1º) Poder-se repetir as experiências por outra pessoa.

2º) Utilizar-se de uma ou várias variáveis independentes ou fatores de experimentação para observar a sua ação sobre a variável dependente. Por exemplo: ação do barulho (variável independente) sobre o trabalho mental (variável dependente).

Experimentar consiste, sobretudo, em manter fixas todas as variáveis independentes, menos uma, procurando conhecer os efeitos da mudança da variável independente sobre a variável dependente.

A Psicologia Experimental se diferencia assim, como mostra Andrews e também Woodworth:

1º) Da Psicologia Diferencial, cujo objetivo é estudar, para cada variável, as diferenças individuais, utilizando para isso o método estatístico e o cálculo das probabilidades.

2º) Da Psicologia Clínica, cujo objetivo é estudar o indivíduo e procurar explicar a conduta de cada um em função da sua história pessoal (Psicanálise) e pela observação da sua reação global a determinadas situações reais ou provocadas.

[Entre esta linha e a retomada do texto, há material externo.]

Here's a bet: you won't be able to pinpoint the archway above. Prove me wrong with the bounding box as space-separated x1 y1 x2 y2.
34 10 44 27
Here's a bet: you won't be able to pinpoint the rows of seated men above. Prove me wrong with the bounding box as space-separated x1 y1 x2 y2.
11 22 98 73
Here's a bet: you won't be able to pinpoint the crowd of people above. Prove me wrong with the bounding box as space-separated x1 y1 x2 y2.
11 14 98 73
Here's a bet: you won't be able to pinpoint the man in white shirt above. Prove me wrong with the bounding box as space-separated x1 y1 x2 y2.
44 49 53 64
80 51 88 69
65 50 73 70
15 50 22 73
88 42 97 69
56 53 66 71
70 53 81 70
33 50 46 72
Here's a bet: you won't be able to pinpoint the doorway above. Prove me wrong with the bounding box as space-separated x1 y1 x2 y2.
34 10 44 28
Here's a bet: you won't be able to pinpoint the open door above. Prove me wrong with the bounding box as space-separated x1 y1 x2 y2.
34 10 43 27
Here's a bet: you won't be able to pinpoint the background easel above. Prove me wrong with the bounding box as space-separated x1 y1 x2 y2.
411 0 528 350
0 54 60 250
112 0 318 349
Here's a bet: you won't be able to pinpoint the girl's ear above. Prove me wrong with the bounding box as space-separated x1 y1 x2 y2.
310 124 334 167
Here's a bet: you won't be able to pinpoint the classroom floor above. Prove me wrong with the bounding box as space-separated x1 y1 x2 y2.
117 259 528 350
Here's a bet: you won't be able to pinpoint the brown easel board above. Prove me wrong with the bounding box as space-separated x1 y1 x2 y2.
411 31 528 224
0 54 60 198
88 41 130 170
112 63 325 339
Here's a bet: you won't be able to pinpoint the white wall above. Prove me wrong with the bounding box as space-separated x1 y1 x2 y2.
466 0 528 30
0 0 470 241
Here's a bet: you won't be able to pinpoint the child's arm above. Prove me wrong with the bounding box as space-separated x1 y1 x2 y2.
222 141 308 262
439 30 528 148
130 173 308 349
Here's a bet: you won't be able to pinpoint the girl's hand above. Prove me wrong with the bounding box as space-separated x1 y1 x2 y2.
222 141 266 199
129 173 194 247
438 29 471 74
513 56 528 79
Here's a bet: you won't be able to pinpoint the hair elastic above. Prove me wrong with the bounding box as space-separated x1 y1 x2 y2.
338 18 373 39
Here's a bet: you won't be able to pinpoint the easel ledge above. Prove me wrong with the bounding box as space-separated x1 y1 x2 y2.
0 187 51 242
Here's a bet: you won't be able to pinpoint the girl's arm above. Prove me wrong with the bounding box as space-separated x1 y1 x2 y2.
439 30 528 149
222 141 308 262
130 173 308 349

Enquanto que a Psicologia Experimental e a Psicologia Diferencial visam a fins teóricos e gerais, a Psicologia Clínica é caracterizada antes de tudo pela investigação tão completa quanto possível de casos individuais e concretos.

Como mostra Lagache, a objetividade e a subjetividade, o rigor e a flexibilidade, o espírito científico e o literário, o naturalismo e o humanismo, São oposições apenas aparentes entre a Psicologia Experimental e a Psicologia Clínica, e na realidade já superadas, em beneficio de uma Psicologia unificada eminentemente científica e impregnada de espírito Experimental, no sentido tão bem descrito e analisado por Claude Bernard, e que definimos mais acima.

§ 3. Definição da Psicologia Aplicada

A designação “Psicologia Aplicada” foi adotada pelo XI Congresso Internacional de Psicotécnica, em Paris, para substituir a palavra Psicotécnica, de sentido controvertido.

Com efeito, a “Psicotécnica” não é nada mais que a Aplicação dos métodos, processos e técnicas da Psicologia científica à resolução dos problemas humanos.

A Psicologia Aplicada utiliza-se dos seguintes ramos da Psicologia científica:

a) A Psicologia Diferencial ou o estudo das diferenças entre os indivíduos e entre os grupos.

b) A Psicologia Experimental ou o estudo em laboratório dos fenômenos psíquicos, com utilização dos métodos de controle rigoroso, tal como se faz nas ciências físicas.

c) A Psicologia Fisiológica ou o estudo das relações entre o comportamento e as características somáticas e nervosas.

d) A Psicometria ou o estudo das funções mentais por meio de testes.

e) A Psicologia Social ou o estudo das interações e relações psicológicas entre os indivíduos e os grupos, assim como dos indivíduos entre si.